Na een maand uit de roulatie te zijn geweest met blessureleed heb ik sinds afgelopen week mijn hardlooproutine weer op het juiste spoor: minimaal drie dagen in de week een run, en binnen een week minimaal dertig kilometer overbruggen. Vóór mijn blessure had ik dit streven helemaal on lock. Ik was mij er alleen niet van bewust dat ik aan het solliciteren was naar een blessure, doordat ik geen seconde besteedde aan een rek- of strekoefening vooraf. Het werd mijn rechterachillespees die uiteindelijk na enkele intakegesprekken werd aangenomen als meest ijverige sollicitant. Om te vieren dat ik weer up and runnin’ ben heb ik mij ingeschreven voor de Cruyff Legacy 14K, een run van de Cruyff Foundation waarmee zij, en nu dus ook ik, doekoe ophaal voor gehandicapte kinderen.

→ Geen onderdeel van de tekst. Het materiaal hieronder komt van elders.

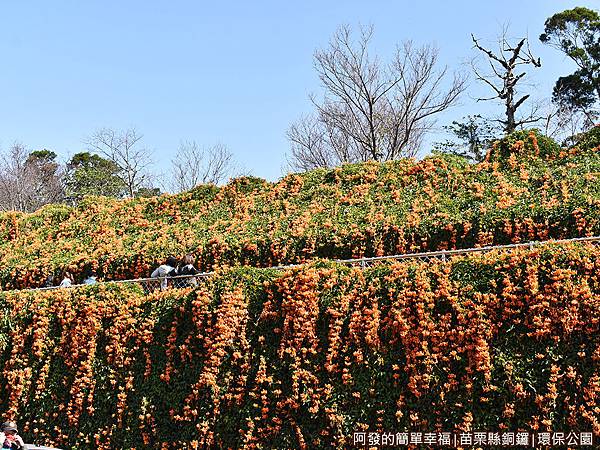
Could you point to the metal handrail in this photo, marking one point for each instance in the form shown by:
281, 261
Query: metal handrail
364, 262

Dit wordt naast de halve marathon van de aanstaande Bijlmerrun en de 16,1K Dam tot Damloop mijn derde run op de jaarkalender.
Voor mij staat rennen gelijk aan mediteren. De gedachten die dan de revue passeren gaan, evenals tijdens fase 1 van een meditatiemoment, van hot naar her. Haruki Murakami heeft hier een boek over geschreven, What I Talk About When I Talk About Running. Eind vorig jaar las ik het in één ruk uit, en mede dankzij zijn gedachtegangen pakte ik het hardlopen op.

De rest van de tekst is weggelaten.